Democratic public ownership in the UK pharmaceutical sector

September 2019

Working paper by Global Justice Now, Just Treatment and The Democracy Collaborative

Today we have a public healthcare system that relies on privatised medicines (developed with public support) that are developed for the areas of greatest financial return rather than the areas of greatest public health need. They are then priced at extortionate levels and protected by patents that prevent affordable pricing. And instead of ploughing profits back into research and development, many drug firms spend more in marketing or share buybacks than on R&D. This is not a sustainable system — socially or financially — as patients are being denied access to essential treatment and the NHS cannot sustain paying extortionate drug prices. It is an economically inefficient system that is not delivering the drugs we need at prices we can afford.

Greater democratic, public control over the research, development, production, and sale of medicines would help the government fulfil its obligations to ensure the right to health for all. It would also be consistent with, and reinforce, the principles of the NHS. Delivering universality and equity in accessing medicines is crucial to ensuring that our public healthcare system is accessible for all. And it could increase the amount of secure, high quality jobs in our economy. There is scope for greater public, democratic control in the R&D of new medicines. Public funding is often directed at the earlier (and riskier) stages of research, with later-stage clinical trials funded by the pharmaceutical industry. This enables pharmaceutical companies to patent medicines developed with public funds, creating monopolies that enable them to charge high prices. It also makes it harder for public institutions to impose conditions around access, pricing, or transparency on publicly funded innovation, as there is a reliance on industry to carry out late-stage clinical trials.

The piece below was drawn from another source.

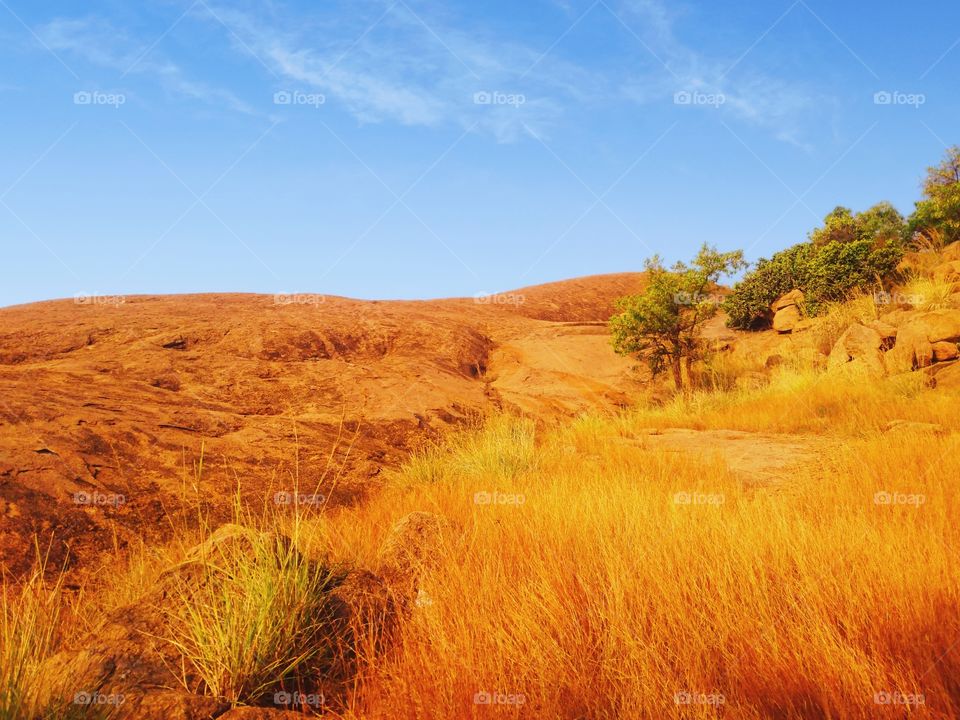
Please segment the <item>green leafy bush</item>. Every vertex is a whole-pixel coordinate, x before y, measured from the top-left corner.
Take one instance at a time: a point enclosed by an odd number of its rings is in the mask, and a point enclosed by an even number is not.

Public involvement in the later stages of clinical trials is a good place to start as it could drive up standards — addressing inherent bias in industry-funded trials as well as forcing pharmaceutical companies to accept conditions around pricing and patient access if they want to secure licenses to promising research. There is also scope for democratic, public control over drug production. Across the world, countries including Brazil, Thailand, Cuba and China have invested in the public production of medicines to ensure consistent supply. By investing in similar public production capacities, public funds would be directed toward the most critical public health needs and prioritised medicines. Public manufacturers could also be designed to ensure any profits are used to offset the cost of drugs that are more expensive to produce, or invested in public health interventions that can improve health outcomes. These public companies could be linked to the existing network of publicly funded R&D facilities and processes of democratic participation and accountability could create greater transparency in the industry as a whole.

This working paper identifies how the key principles of public ownership can apply in pharmaceutical sector (part 2). It then provides more details that show the need for public ownership in two aspects of the drug development continuum: R&D (part 3) and drugs production (part 4), and sets out a vision of what democratic participation, engagement, and transparency would look like as well as the implications for governance and operations.